California faces flood risk, burying mountain snow as atmospheric river returns
By Kristina Pydynowski, AccuWeather senior meteorologist
March 06, 2019, 9:54:27 AM EST
As a storm taps into the atmospheric river, the risk for flooding and heavy mountain snow will continue across parts of California into Wednesday.
Rain spread over the state on Tuesday, with the steadiest and heaviest rain arriving Tuesday night. Additional bouts of heavy rain will continue into Wednesday night.
While most of California (outside of the mountains) can receive some rain from this storm, the heaviest rain will target only some areas as opposed to being fairly uniform across the state.
The bands of heavy rain will be more progressive on Wednesday, when compared to Tuesday. That will result in inconsistent rain totals.
"For a time on Wednesday, heavy rain will focus on the Los Angeles basin to the lower slopes of the southern Sierra Nevada," according to AccuWeather Senior Meteorologist Alex Sosnowski.
"A secondary band of heavy rain will extend from near and just south of San Francisco to Sacramento and the lower slopes of the northern Sierra Nevada," Sosnowski said.
"With this rain hitting heavily populated areas of Los Angeles, Sacramento and San Francisco, the risk of flash and urban flooding will be significantly higher than it has been with this storm so far," Sosnowski added.
The drenching rainfall will also reach into rural portions of the San Joaquin and Sacramento valleys.
The atmospheric river caused one band of heavier rain to set up in areas south of San Francisco and just north of Los Angeles Tuesday night, while a separate area of heavy rain targeted areas north of San Francisco.
"With the ground already saturated and 1-3 inches of rain expected, flooding will be an issue," according to AccuWeather Meteorologist Maggie Samuhel.
There can be an AccuWeather Local StormMax™ of 6 inches along the south- and southwest-facing slopes of the mountains. Similar rainfall totals can be expected in Northern California.
"Locally heavy rain and flash flooding will also extend across parts of the California deserts, including Death Valley, as well as southern Nevada, including Las Vegas," Sosnowski said.
In addition to flooding, mudslides are a concern. Residents in areas prone to both of these hazards and near burn-scar areas should remain extremely vigilant and heed all evacuation orders by local officials. Some road closures are also possible.
Mudslides and flash flooding can occur anywhere in the region due to the excessive amount of rain that has occurred in recent weeks.

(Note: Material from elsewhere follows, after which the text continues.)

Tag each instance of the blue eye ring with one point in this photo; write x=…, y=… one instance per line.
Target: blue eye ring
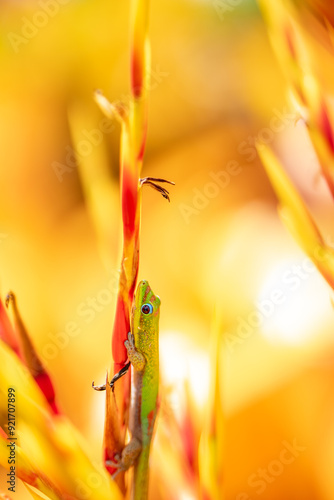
x=147, y=309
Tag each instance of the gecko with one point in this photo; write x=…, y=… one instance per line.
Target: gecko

Even in the absence of the above dangers, downpours can reduce visibility for motorists and heighten the risk of vehicles hydroplaning when traveling at highway speeds.
While no snow is expected, the heavy rain can still make for a slow drive from Los Angeles to Bakersfield along Interstate 5 and through the Grapevine.
The combination of snow and gusty winds is expected to once again bring difficult travel and likely restrictions to I-80’s Donner Summit and other roads through the Sierra.
A general 1-3 feet of snow is forecast over the Sierra Nevada with up to 4 feet in some locales over the high country.
There can also be snow and slippery travel at times along the highest points of I-5 near Mount Shasta in Northern California.
Between the bands of heavier rain and mountain snow, it is possible that rain remains on the lighter side and is more of a nuisance to travelers and those with outdoor plans in a part of central California.
Download the free AccuWeather app to know how much rain is expected in your community.
Isolated thunderstorms also rumbling across Northern and Central California cannot be ruled out with this storm.
As the storm presses into the Rockies, a cool and unsettled weather pattern is expected to follow late in the week.
Periods of snow can continue to stream over the Sierra, further impacting travelers. As snow levels lower, it is possible for snow and slippery travel to return to the Grapevine.
Rain showers may dampen the lower elevations in other parts of the state.
“Looking beyond this week, chilly and unsettled weather can remain the theme in California and most of the West for the middle of March,” according to AccuWeather Senior Meteorologist Brett Anderson.